Berlin - Die Mitglieder der gesetzlichen Krankenkassen bleiben im kommenden Jahr voraussichtlich von steigenden Beiträgen verschont. „Wir erwarten nicht, dass der durchschnittliche Zusatzbeitragssatz 2018 erhöht wird“, sagte die Chefin des Krankenkassen-Spitzenverbands, Doris Pfeiffer.

Der Zusatzbeitrag beträgt derzeit im Schnitt 1,1 Prozent vom Einkommen. Alleine die Kassenmitglieder haben ihn zu bezahlen. Er kommt zum allgemeinen Beitragssatz von 14,6 Prozent hinzu. Bei diesem beträgt der Arbeitgeber- und Arbeitnehmeranteil jeweils 7,3 Prozent.

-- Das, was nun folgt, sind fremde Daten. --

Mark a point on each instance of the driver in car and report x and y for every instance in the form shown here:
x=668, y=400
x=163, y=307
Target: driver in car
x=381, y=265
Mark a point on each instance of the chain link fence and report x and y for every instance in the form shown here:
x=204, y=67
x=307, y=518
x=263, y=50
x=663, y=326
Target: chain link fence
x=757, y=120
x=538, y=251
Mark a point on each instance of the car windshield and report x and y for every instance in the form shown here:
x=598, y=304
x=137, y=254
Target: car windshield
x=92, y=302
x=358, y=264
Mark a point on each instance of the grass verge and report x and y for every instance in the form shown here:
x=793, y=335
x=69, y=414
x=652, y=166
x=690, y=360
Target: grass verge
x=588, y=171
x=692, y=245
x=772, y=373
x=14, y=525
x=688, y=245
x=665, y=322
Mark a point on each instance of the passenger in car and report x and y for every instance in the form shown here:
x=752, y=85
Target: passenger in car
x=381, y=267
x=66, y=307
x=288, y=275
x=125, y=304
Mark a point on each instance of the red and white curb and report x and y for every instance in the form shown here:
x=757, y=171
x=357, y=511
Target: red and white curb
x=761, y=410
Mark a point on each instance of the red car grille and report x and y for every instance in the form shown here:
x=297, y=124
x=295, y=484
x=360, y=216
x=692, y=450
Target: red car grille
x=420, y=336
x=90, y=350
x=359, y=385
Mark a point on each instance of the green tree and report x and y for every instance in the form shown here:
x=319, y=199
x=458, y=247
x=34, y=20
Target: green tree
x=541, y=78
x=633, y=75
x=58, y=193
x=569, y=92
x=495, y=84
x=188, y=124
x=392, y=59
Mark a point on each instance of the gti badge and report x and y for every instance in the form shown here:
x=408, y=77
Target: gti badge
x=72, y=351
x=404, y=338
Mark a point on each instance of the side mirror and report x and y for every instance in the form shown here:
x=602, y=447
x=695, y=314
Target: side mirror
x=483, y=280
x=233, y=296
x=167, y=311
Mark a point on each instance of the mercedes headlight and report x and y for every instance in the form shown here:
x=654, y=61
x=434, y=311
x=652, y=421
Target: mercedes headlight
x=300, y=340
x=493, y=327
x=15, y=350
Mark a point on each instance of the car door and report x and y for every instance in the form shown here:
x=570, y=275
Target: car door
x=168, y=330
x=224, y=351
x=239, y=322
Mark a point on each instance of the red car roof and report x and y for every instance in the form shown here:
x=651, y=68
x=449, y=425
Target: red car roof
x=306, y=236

Pfeiffer sagte: „Das schließt nicht aus, dass einzelne Kassen ihren Beitragssatz anpassen.“ Derzeit müssen 30 Prozent der Kassenmitglieder mehr als 1,1 Prozent Zusatzbeitrag bezahlen, beim Rest liegt der Aufschlag genau im Durchschnitt oder darunter.

Die stabilen Beiträge sind unter anderem auf die gute Konjunktur zurückzuführen, auf die Rekordbeschäftigung und auf eine Sonderzuweisung von 1,5 Milliarden Euro aus dem Geldpolster des Gesundheitsfonds an die Kassen. Aber auch die Zuwanderer spielen eine Rolle. Wegen hunderttausender neuer Versicherter verzeichnen die Kassen einen neuen Mitgliederrekord und eine Trendwende gegen das Älterwerden der Versicherten.

Allein im vergangenen Jahr seien 798.000 Menschen neu bei den Krankenkassen versichert worden, so Pfeiffer. Es handele sich um Arbeitsmigranten aus der Europäischen Union, anerkannte Flüchtlinge sowie ehemalige Privatversicherte.